Lost, empty and alone, though I’m stuck in a world surrounded by people.
The voices in my head tell me that I’m no good for this world, that I’m too good for this world, confused by a mix of emotions that I’ll never comprehend.
What I do know is that I don’t understand the world, that I don’t understand myself.
I feel everything all at once yet I feel nothing.
My head spins at a mile a minute while my body remains numb and lifeless.
I try to slow the spinning but as I do my body surges and suddenly I’m bleeding, blood pouring from my arms from cuts to spur adrenaline.
I cut to feel, to feel the surge of adrenaline that runs through my body each razor sharp slice.
I cut to stop my head from eating me alive from the inside out, and yet when the damage is done I’m left with a reminder of what I’ve become, who my mind has let me become.
I’m somebody I don’t want to be and I don’t know how to make it stop.
I want to die, I want to stop feeling, though I’m terrified of what lies ahead.
Because, what if feeling nothing at all is worse than feeling like this?
What if I’m shifted to a place of darkness and there’s nothing I can do but remain lifeless in the consequences?
Every day I feel differently. Sometimes, I can smile, though my smiles are false and you can see it in my emotionless eyes.

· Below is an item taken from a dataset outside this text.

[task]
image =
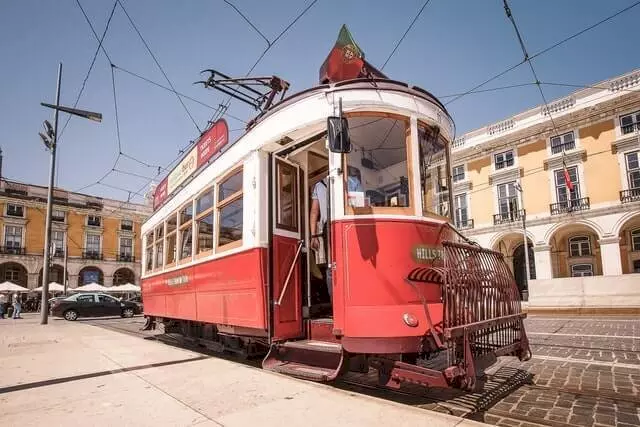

Sometimes, I cry, but I can’t explain the reason for my tears, for I struggle to find a reason myself.
I feel unbalanced, I can’t trust my decisions, my actions. I’m scared of myself.
But though I’m scared, the urge to hurt myself and to end my living never changes. In fact, it becomes stronger as the days go by.
And that’s what terrifies me most. That one day, it won’t just be the cutting. It won’t just be the pills.
It’ll be a final goodbye to everything, and I won’t look back.